Lesley Gray, a Senior Lecturer in the Department of Primary Healthcare and General Practice at the University of Otago, Wellington; Dr Cat Pausé, a Senior Lecturer at the Institute of Education, Massey University; and Dr Caz Hales, a Lecturer
in the Graduate School of Nursing, Midwifery and Health at Victoria University of Wellington say the bias, discrimination and stigma that fat people experience across all aspects of their lives harms their health.
“Fat discrimination is pervasive across media, employment, health and school environments,” Lesley Gray says. “We must each play our part to call out discrimination and bias.”
The researchers say the government should pass legislation to make it illegal to discriminate against fat people. In the classroom, teachers need to ensure that stigma against fat people is not reinforced by course materials and in lessons about bodies and health.
Dr Pausé says “fat stigma contributes to decreased physical and mental well-being for fat people and presents a barrier for fat people to access evidence-based, bias-free healthcare”.

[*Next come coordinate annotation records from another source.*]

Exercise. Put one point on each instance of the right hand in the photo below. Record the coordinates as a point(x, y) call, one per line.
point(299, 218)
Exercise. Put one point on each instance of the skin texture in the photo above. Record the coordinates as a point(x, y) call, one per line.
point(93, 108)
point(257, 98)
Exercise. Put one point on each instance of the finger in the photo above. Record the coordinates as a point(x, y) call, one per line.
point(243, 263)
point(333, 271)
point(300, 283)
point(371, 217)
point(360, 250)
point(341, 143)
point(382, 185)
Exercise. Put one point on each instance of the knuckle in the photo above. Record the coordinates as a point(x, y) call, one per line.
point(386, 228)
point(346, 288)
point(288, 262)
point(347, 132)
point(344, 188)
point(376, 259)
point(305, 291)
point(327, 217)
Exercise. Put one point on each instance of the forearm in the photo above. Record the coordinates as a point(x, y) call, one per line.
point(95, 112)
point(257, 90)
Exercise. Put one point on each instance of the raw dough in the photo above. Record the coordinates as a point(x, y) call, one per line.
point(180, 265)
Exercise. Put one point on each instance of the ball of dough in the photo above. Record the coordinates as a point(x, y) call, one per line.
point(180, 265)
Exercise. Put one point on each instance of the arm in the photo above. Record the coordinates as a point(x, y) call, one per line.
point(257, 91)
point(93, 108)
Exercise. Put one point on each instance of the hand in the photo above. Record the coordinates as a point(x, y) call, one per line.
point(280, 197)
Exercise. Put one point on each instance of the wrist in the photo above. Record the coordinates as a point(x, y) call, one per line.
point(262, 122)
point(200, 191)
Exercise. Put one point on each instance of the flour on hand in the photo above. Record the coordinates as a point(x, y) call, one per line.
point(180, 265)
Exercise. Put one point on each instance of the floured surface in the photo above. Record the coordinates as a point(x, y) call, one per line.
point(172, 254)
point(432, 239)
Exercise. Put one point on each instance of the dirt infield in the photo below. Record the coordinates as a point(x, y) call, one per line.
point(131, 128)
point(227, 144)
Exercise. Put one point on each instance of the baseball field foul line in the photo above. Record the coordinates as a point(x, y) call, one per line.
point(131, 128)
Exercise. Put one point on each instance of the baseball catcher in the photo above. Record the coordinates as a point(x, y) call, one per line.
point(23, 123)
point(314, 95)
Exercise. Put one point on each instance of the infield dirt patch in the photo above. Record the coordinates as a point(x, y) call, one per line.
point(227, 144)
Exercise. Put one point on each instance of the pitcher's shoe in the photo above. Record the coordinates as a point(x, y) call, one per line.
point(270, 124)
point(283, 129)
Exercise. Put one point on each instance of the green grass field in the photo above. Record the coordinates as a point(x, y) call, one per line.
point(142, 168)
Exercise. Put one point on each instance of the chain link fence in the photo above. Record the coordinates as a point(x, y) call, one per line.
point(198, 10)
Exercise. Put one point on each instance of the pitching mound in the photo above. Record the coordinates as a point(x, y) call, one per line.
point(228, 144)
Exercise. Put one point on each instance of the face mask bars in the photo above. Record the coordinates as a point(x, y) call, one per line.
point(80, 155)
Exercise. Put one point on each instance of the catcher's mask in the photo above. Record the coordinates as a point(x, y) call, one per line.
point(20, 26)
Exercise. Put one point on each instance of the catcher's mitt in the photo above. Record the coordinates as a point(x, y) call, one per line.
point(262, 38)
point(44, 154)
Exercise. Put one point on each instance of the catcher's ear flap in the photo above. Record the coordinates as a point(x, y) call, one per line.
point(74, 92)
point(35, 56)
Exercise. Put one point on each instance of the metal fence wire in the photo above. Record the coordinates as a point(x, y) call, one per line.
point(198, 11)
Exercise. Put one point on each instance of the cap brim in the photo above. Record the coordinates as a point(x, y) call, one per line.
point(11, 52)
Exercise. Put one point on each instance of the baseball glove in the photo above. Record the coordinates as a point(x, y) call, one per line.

The media also has an important role to play when it comes to fat stigma, the researchers say, with stories often containing negative stereotypes about fat people.
Ms Gray says “the image of the headless fatty, a fat person without a head, that often accompanies stories related to fatness, reproduces fat stigma. It allows the reader to consider fat people to be less than human.”
Dr Pausé adds “the media also has a responsibility to tell stories that do not focus on fatness as a problem. Where are the positive stories about fat athletes or CEOs?”
In April, the researchers held a seminar at Otago University, Wellington to educate health and social care professionals on the stigma that fat people face.
Dr Hales says healthcare workers are in a prime position to advocate for people of larger size who require care and support.
World Obesity Day was launched in 2015 to support practical solutions to help people achieve and maintain a healthy weight and to reverse the obesity crisis. This year it is dedicated to raising awareness of weight stigma.